Cayman’s cruise port was upgraded in recent years, but still only small tender vessels are able to use the three passenger terminals, and any one of these are best known for their congestion on days when there are two or more cruise ships in town. The cargo port was built some 40-plus years ago to cater to modern steel-hulled vessels and Mr. Norman remembers that the facility was built, through the efforts of the late Berkley Bush, amid much national protests. That facility, however, has also endured the natural forces of hurricanes, storms, decomposition and heavy use but the vital lifeline for imports and trade also needs to be upgraded to meet the needs and demands of a rapidly growing population.
The early “boom” in Cayman’s popularity occurred faster than most could consider the ramifications, but the crystal-clear waters and the talcum powder-like sand still continue to draw millions of cruise and stayover vacationers each year. Today, as history prepares to repeat itself, with mega-ships now plying the Caribbean waters (but unable to berth in Cayman), Mr. Norman says about the future of cruise tourism:
“Many people today, through convenience or necessity, prefer getting off the cruise ships smoothly so the berths would be a plus but everything has to be well-balanced. If the Environmental Impact Assessments (EIA) prove that there will be no damage to Seven Mile Beach, I will be satisfied that there will be no adverse effects. And I am not being political, just practical”.

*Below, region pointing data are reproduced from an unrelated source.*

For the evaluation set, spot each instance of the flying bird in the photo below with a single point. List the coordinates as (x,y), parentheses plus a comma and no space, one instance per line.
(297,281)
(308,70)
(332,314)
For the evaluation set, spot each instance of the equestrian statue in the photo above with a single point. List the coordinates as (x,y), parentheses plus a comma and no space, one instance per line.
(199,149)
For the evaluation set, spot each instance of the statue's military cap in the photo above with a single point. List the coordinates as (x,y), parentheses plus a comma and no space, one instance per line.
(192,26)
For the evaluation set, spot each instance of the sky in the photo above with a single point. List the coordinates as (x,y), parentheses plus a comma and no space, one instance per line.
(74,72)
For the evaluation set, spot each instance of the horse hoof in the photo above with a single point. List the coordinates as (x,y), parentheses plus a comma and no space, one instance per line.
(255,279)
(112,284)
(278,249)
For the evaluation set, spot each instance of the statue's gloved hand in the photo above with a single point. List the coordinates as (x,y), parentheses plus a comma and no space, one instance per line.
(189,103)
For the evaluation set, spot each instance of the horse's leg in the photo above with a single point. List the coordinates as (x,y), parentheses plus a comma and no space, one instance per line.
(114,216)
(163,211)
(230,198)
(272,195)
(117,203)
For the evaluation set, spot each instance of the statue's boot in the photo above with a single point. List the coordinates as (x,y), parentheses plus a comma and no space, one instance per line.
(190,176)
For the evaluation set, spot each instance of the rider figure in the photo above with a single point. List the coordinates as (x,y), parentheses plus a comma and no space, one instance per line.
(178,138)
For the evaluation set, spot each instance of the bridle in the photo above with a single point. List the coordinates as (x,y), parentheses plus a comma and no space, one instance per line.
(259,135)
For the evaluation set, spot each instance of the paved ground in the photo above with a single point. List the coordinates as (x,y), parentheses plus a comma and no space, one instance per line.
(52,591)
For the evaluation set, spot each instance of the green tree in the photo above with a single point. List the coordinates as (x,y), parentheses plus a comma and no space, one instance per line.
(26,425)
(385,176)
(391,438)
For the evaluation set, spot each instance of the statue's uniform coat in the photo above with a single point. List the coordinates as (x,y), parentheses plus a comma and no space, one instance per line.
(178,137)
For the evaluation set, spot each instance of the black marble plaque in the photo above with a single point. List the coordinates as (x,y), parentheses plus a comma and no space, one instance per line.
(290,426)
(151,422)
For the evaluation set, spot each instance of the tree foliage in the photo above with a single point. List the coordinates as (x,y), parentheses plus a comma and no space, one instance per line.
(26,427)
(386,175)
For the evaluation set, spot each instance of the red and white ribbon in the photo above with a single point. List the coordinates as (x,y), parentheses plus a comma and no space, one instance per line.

“In our growth and development, we have just invested in a modern and attractive airport terminal and the waterfront should not be left behind. Having a berthing facility and an upgraded cargo port done together seems the practical way to go.”
The weight and relevance of his final comments are reflected in the images on the wall of his office. In the reception area are three framed sepia-toned photos, two of local sailors of decades gone by, working on the deck of a locally-built schooner – the maritime workhorses of the northern Caribbean. The third appropriately shows the George Town harbour as it was, a crude ironshore landing area for ships, with sparse wooden seaside buildings, the spire of Elmslie Memorial Church the only recognisable landmark.
Hanging above his office chair is a watercolour painting of the modern-day waterfront. Just how much does the sea mean to him? With a smile, the astute 84-year-old says, “Whenever I decide to retire, I’m taking those pictures home with me.”